Richard Connell's 1924 short story 'The Most Dangerous Game', in which a rich eccentric hunts human prey on his remote island, has proved hugely influential on horror and action cinema. It was directly adapted as the great 1932 thriller The Most Dangerous Game, still the best screen version to date, but its premise has inspired everything from David A Prior's 1987 trash classic Deadly Prey to this year's The Hunt, which currently finds itself in limbo having been pulled from release amid concerns that it may inspire mass shootings. Rich elites hunting plebs for sport has become a genre in itself.

Australian actress Samara Weaving has become something of a genre in herself too. As seen in Mayhem, The Babysitter and now Ready or Not, a Samara Weaving movie involves the actress playing a wise-cracking blonde who finds herself in a fight for survival, usually caked in blood by the movie's conclusion.


ready or not review

Both sub-genres collide in Ready or Not, in which Weaving plays Grace, who has just married wealthy toff Alex Le Domas (Mark O'Brien), and finds herself spending her wedding night in the well polished surrounds of the expansive Le Domas estate. As explained by patriarch Tony (Henry Czerny), the Le Domas fortune was amassed through the development of a gaming empire (that's board games rather than video games - ask your grandparents, or your hipster cousins). As a tradition, whenever someone marries into the Le Domas family, they must pull a card from a box and play whichever game is suggested by the card. Grace pulls Hide & Seek, which seems innocent enough, but this is no ordinary game - the Le Domas's believe that if they don't find and kill Grace before dawn they will fall victim to a fatal family curse that has claimed countless lives in the past.

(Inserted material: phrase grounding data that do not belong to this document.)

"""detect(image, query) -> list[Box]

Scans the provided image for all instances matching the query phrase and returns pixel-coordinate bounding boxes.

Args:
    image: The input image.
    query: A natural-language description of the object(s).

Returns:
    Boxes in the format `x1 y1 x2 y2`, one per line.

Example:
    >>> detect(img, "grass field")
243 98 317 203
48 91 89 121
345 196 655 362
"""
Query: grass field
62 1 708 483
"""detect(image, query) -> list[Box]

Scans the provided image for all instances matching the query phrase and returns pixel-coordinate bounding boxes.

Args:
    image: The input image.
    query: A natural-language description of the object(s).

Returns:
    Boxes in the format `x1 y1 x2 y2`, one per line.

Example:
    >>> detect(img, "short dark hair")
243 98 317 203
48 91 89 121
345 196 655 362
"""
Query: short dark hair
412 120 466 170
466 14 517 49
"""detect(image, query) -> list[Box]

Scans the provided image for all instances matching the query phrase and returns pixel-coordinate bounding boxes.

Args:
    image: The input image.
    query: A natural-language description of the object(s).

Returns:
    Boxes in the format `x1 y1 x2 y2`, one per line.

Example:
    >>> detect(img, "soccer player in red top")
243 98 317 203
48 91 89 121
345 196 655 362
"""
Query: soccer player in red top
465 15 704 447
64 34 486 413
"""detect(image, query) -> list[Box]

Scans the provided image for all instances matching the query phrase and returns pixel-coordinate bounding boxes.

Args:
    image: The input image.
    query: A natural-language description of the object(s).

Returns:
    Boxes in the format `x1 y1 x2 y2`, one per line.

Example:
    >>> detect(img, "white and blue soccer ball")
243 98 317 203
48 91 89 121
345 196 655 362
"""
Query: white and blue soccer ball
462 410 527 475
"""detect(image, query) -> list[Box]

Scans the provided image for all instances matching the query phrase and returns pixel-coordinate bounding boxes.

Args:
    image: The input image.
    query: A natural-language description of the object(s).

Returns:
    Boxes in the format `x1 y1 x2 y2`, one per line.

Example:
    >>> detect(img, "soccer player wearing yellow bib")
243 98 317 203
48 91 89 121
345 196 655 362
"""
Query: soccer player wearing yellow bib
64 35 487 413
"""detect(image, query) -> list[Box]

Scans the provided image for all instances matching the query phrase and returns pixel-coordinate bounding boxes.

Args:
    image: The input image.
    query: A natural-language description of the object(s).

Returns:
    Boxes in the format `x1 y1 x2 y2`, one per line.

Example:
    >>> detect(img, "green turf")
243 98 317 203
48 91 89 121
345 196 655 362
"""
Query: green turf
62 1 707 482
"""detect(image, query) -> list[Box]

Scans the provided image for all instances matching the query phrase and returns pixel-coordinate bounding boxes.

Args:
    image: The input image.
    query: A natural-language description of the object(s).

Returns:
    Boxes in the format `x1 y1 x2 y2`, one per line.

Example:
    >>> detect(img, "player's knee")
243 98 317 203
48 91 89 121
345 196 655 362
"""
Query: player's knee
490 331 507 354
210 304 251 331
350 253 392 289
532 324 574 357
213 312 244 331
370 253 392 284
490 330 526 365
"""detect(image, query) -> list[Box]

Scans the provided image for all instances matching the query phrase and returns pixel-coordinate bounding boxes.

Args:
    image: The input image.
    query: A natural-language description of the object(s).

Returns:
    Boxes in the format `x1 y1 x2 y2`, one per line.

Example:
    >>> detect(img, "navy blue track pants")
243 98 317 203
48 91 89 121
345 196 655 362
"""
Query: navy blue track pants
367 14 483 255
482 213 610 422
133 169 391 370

[ READ MORE: New to DVD - Joker ]

Ready or Not gives us a curious twist on The Most Dangerous Game in that in this case the elites are hunting their prey not for sport but for their own survival (though we've seen this idea handled more skillfully in the recent Canadian thriller Game of Death). It's clear early on that the Le Domas's are out of their depth, far from the trained killers we see in most TMDG knock-offs. Initially this creates some amusing moments, as they struggle with their weapons and realise Grace isn't going to be the easy victim they assumed she might. Yet the trouble with this idea is that the Le Domas's are so incompetent that we never feel like Grace is ever in any real danger.


ready or not review

This sucks the tension out of the scenario, as we watch Grace deal with her predicament far too easily. It doesn't help that Grace is subjected to a host of physical suffering, yet seems impervious to pain beyond some initial screams. The key rule in any horror movie that revolves around a stalk and slash scenario is that the person doing the stalking and slashing has to be more imposing than their intended victim, but Ready or Not has this idea ass-backwards. You can commend it for reversing genre tropes if you will, but tropes become tropes for a reason, because they work.

[ READ MORE: New to DVD - Little Monsters ]

Another clever idea within Ready or Not is the idea of having its TMDG scenario play out mostly within a single confined indoor location (in this manner it resembles a reversal of the setup of Georges Franju's Spotlight on a Murderer), but directors Matt Bettinelli-Olpin and Tyler Gillett never quite make the most of their setting. For a start they fail to establish the geography of the house, which means we rarely know where Grace is in relation to her attackers, which kills the potential for 'don't go around that corner' suspense. Secondly, the movie never utilises its unique environment, save for one amusing moment involving death by dumb waiter.


ready or not review

If Samara Weaving is a genre to herself, Ready or Not is the weakest of the three horror movies she's thus far headlined, but as usual she's the best thing about the movie. Weaving has everything it takes to be a movie star - charisma, comic timing, looks - and surely now it's time for her to break free of her stalk and slash shackles and stretch her talents.

Ready or Not comes to UK DVD February 10th.